The price of €9.50 per share values 100% of Generix Group’s share capital at around €236.57 million (on a fully diluted basis, including the 4,433,552 unexercised warrants and the 76,504 free shares in the course of the acquisition period, but excluding the 27,099 treasury shares). This price represents a premium of 27.3% over the volume weighted average closing price of the shares over the last 90 trading days, 37.6% over the volume weighted average closing price of the shares over the last 60 trading days, and 33.8% over the closing price of the shares on 22 April 2022.
In the event that New Gen crosses the threshold of 90% of Generix Group’s share capital and voting rights at the end of the Tender Offer, New Gen will request, in accordance with applicable regulations, the implementation of a squeeze-out procedure and will pay to all shareholders who have tendered their shares to the Tender Offer an additional price of EUR 0.50 per share, the squeeze-out being carried out at a price of EUR 10 per share. The price of 10 euros per share represents a premium of 34.0% compared to the average closing price weighted by the daily volumes of the last 90 trading days, 44.8% compared to the average weighted price of the last 60 trading days and 40.8% compared to the closing price on April 22, 2022.
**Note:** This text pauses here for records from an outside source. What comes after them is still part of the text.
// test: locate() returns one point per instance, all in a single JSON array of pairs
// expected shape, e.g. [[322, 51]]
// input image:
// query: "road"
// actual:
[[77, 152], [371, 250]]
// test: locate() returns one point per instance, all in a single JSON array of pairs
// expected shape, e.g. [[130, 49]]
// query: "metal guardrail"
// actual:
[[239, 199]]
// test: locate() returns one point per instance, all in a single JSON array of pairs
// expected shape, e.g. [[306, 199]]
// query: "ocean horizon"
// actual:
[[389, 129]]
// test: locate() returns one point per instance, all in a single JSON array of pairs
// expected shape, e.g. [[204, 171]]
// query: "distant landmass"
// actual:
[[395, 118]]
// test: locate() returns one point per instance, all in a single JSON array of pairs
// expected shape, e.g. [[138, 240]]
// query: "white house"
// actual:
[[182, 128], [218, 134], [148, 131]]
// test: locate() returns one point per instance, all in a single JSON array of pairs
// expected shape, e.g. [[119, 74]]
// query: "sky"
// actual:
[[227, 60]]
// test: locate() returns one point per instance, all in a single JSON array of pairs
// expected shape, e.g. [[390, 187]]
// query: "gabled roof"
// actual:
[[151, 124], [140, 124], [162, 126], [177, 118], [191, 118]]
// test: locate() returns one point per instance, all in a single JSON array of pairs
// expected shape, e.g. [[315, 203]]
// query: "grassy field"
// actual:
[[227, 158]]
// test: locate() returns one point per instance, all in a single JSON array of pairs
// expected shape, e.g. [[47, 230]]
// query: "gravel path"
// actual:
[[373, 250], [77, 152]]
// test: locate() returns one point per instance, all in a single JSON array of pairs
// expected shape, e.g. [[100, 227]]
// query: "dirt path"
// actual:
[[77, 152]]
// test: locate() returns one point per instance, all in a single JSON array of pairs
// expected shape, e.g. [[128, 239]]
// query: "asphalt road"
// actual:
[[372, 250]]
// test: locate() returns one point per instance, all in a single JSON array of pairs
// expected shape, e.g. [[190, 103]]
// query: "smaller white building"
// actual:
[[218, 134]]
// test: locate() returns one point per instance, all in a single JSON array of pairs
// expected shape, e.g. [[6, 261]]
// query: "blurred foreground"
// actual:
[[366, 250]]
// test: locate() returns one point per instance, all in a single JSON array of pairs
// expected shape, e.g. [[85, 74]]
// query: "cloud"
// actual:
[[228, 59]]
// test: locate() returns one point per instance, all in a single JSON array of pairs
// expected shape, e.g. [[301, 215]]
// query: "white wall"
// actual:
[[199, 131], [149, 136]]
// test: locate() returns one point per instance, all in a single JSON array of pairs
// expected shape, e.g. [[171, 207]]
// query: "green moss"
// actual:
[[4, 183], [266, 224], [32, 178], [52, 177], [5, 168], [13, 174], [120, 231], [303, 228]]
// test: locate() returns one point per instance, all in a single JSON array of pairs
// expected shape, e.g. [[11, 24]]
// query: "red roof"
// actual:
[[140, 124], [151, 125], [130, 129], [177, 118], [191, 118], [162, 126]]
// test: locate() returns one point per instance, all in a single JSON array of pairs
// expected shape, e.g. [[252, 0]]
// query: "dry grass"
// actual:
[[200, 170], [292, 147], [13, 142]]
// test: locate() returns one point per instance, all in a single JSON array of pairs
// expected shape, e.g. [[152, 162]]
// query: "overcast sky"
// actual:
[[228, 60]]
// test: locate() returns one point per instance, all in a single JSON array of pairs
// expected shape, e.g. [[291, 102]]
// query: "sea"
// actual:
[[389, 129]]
Pléiade, the Managers and Montefiore would also enter into a shareholders’ agreement setting forth the rules governing their relationship, in particular with respect to the liquidity of New Gen’s shares and its governance. In this respect, New Gen would be exclusively controlled by Pléiade until the closing of the Tender Offer, and could be jointly controlled with Montefiore depending on the results of the Tender Offer and the total amount of the investment made by Montefiore in the capital of New Gen with a view to financing the acquisition of the Generix Group securities by New Gen.
The conclusion of the final agreements will only be possible after the consultation of Generix Group’s employee representative bodies.
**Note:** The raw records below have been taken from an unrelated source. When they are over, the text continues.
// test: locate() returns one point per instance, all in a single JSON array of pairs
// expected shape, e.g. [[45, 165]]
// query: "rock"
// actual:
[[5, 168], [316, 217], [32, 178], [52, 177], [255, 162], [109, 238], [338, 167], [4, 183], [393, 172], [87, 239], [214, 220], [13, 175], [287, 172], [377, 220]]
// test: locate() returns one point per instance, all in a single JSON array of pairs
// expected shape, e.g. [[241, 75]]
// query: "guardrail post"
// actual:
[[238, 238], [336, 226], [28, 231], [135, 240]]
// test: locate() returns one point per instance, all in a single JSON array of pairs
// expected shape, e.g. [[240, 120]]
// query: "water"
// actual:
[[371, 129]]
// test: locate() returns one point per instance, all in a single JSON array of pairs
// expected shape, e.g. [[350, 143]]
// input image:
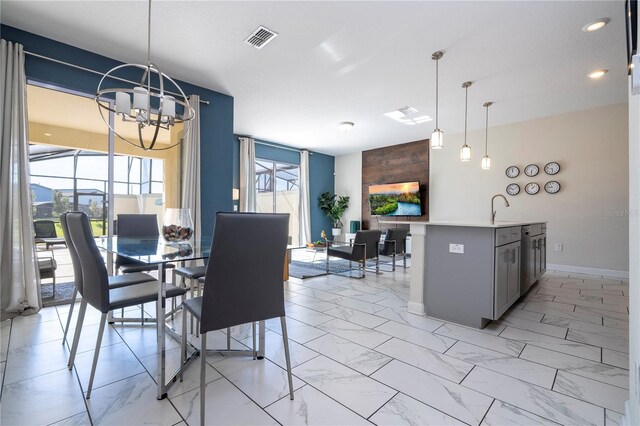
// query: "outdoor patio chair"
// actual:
[[45, 231]]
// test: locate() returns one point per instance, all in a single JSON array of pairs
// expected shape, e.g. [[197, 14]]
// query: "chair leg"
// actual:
[[73, 302], [173, 299], [198, 293], [285, 340], [193, 289], [203, 373], [76, 334], [253, 330], [103, 321], [183, 341]]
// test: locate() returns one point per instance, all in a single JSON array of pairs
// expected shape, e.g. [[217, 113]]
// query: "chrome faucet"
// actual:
[[493, 211]]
The completion of the Transaction remains subject to the approval of the French competition authority, which will be notified before the filing of the Tender Offer.
The Supervisory Board of Generix Group, which met on April 21, 2022, unanimously approved this partnership project between Pléiade, the Managers and Montefiore.
Within the framework of the Offer, an independent expert will be appointed by the Supervisory Board of Generix Group, on the recommendation of an ad hoc committee set up for this purpose, in accordance with the provisions of article 261-1 I, 1°, 2° and 4° and II of the general regulations of the Autorité des marchés financiers.
The Supervisory Board of Generix Group will decide on the interest of the Tender Offer and its consequences for Generix Group, its shareholders and its employees, in particular in light of the conclusions of the independent expert’s report.
The closing of the Tender Offer could occur by the end of July 2022.
At the end of the Tender Offer, and at the latest during the second half of 2022, Mr. Jean-Charles Deconninck would become honorary chairman of Generix Group, and Mrs. Aïda Collette-Sène would be appointed chairman of the Management Board of Generix Group.
Generix Group, Pléiade and Montefiore will keep the market informed of any significant developments in the proposed Transaction. The listing of Generix Group shares, suspended on April 25, will resume as of April 26, 2022.
1. Plus an additional price of €0.50 per share in the event that the threshold of 90% for the implementation of the squeeze-out is reached at the end of the offer.
2. i.e. approximately 64.9% of the theoretical voting rights following the completion of the proposed transaction, if any, due to the loss of the double voting rights attached to the Generix Group shares sold and contributed to New Gen.